Etrange personnage que cette Liliane Kulain, qui sait que la musique est en rapport étroit avec le silence, « Que la musique est bâtie sur le silence. Un pont jeté à travers. Même pas un pont, un filet. Troué. Ouvert sur le silence. » C’est son seul propos car elle ne parle presque pas pendant ses cours : « Avant de commencer à jouer, vous avez besoin d’au moins une minute de silence. Sur quoi construire. Sinon ce n’est pas solide. », tout comme Bernald Thorer, qui a laissé sa place pour lui préférer lui aussi le silence. Cette évidence du silence, c’est elle qui la lui a apprise. « Tout le monde est choqué. Ils ne comprennent pas. Pourquoi avoir cessé de nous gaver les oreilles ? Grands cieux ! Il est devenu muet ! C’est faux bien sûr. », lit-on dans l’esprit de l’élève de Liliane. « Je sais pourquoi ce concert. Pour obliger les gens à se taire. »
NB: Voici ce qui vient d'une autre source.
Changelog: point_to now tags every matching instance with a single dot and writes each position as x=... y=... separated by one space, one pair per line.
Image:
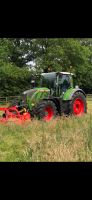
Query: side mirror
x=76 y=86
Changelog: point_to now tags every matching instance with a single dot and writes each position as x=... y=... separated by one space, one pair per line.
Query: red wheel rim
x=49 y=113
x=78 y=106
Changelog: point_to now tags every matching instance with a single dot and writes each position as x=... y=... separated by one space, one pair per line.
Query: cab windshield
x=48 y=80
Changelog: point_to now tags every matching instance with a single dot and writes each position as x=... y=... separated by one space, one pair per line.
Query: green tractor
x=56 y=95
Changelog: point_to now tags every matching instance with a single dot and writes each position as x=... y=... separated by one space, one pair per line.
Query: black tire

C’est un leitmotiv : Liliane c’est le silence, pas la musique, ou pas comme on l’entend traditionnellement, par les discours, surtout pas, ce qu’elle vient faire là, devant ces trente invités, c’est peut-être seulement ça : les immobiliser dans le silence, les faire taire, eux, avec tout leur savoir, leur savoir sur tout : l’histoire, la musique, la littérature, etc. « On les met ensemble et leur grégarité s’ébranle. Ils auraient envie, besoin, de babiller… remuer les lèvres pour dire moi je, moi je. Mais la musique les force à se contenir. Ils respectent les conventions. Ils sont en présence du grand art. Ca ne marche plus, la langue. »
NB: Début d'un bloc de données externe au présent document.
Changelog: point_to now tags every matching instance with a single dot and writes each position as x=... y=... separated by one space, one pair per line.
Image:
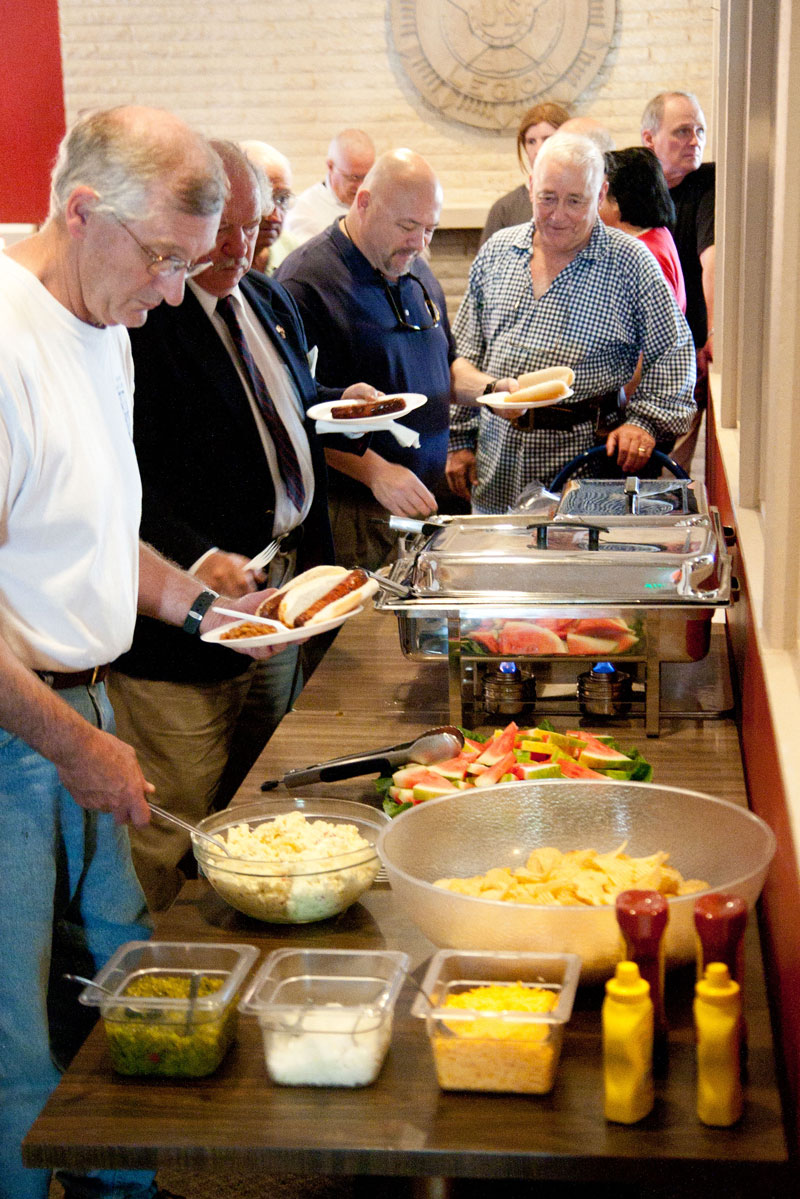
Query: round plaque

Au fond, ce moment offert par Liliane, imposé par elle, c’est celui d’un grand vide jeté sur le discours, sur la conversation qu’elle semble mépriser. C’est un instant de répit pour l’esprit. On sait, on le voit, on l’entend dans leur tête, que ça ne marche pas, entre celui qui est obsédé par la cigarette qu’il aurait dû fumer avant le concert, celle qui retient le sang entre ses jambes, celui qui devient fou, ceux qui deviennent fous de ne pas pouvoir habiller leur présence de langage. On se rend compte que le silence est impossible, au fond, au fin fond d’eux-mêmes. « On ne sait pas quoi faire de sa tête, il y a comme la menace du grand vide béant. » C’est pour cela, à cause de cela qu’on allume la radio, la télé, qu’on se parle à soi-même. « Parfois on est tenté d’allumer encore, alors qu’il y a déjà le bruit de fond. On aurait besoin d’un fond du fond. » C’est peut-être ça aussi, les Variations Goldberg, c’est peut-être ça ce concert, le fond du fond, dévoilé par Liliane Kulain, un fond recevable, acceptable, pour pouvoir penser en paix. En paix ? Pas vraiment on s’en doute, si c’était si simple.
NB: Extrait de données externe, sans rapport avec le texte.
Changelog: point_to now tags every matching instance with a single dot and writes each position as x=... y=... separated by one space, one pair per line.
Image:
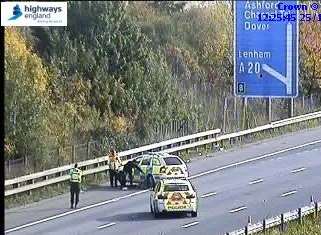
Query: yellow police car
x=157 y=166
x=173 y=195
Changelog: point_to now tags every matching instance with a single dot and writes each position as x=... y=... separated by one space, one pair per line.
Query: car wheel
x=150 y=182
x=194 y=213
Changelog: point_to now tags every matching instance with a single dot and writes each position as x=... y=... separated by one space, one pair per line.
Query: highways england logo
x=34 y=13
x=16 y=12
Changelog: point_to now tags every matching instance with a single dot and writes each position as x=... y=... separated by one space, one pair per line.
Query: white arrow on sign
x=288 y=79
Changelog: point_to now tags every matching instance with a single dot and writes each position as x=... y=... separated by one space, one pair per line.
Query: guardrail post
x=282 y=223
x=300 y=215
x=269 y=109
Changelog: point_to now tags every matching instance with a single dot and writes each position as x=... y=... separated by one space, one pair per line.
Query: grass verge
x=309 y=226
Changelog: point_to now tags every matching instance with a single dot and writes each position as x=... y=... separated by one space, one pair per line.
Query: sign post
x=265 y=50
Autre explication, donner toujours par l’élève de Liliane, sur le choix des variations : « parce qu’elle-même est comme ça. En fragments. Ses poèmes aussi. » Le mot est lâché, elle écrit. On aurait dû y penser. « Elle na jamais écrit que des poèmes. » Elle a dit une fois qu’elle aurait voulu écrire un livre, « Mais c’est un livre qui aurait eu du blanc, partout où elle aurait hésité avant d’écrire. » Comment ne pas sentir la présence d’Emily Dickinson derrière ce personnage ? D’Emily Dickinson et de Marguerite Duras ? D’un personnage durassien, peut-être du personnage durassien par excellence, fragmentaire lui aussi et traversé du vide qui lui permet l’inétanchéité au monde et à l’autre : Anne Marie Stretter. Tout au long de ma lecture, je n’ai pu m’empêcher de sentir la présence de cette autre, derrière son piano noir, dont il est impossible de faire le bonheur, jouant puisqu’elle ne peut plus s’exprimer, puisque les mots ne servent plus qu’à vider le signifié de son sens, jouant pour faire cesser le discours, et se permettre à soi comme à l’autre une absence. « Elle dit rien, comme si ça, c’était parler. » Je n’ai cessé de voir Anne-Marie Stretter derrière cette femme sans âge, déracinée, non pas exilée mais n’appartenant à aucun pays, n’appartenant à rien, invitant trente personnalités à un concert traversé lui aussi par le monde extérieur, non pas coupé de lui mais entièrement ouvert à lui, placé dans cet entre-deux du silence et du bruit que constitue la musique, dans cet entre-deux du plein et du vide, de l’intérieur et de l’extérieur, car la fenêtre tout comme la porte est ouverte, pendant le concert, pour que les bruits du dehors puissent entrer, avec la nuit. Il ne s’agit pas d’une fuite proposée par Liliane Kulain, bien au contraire. Absence ne veut pas dire fuite. On entre dans l’absence. C’est au contraire quand on en sort qu’on fuit la réelle présence. Elle propose d’y entrer, donc Liliane.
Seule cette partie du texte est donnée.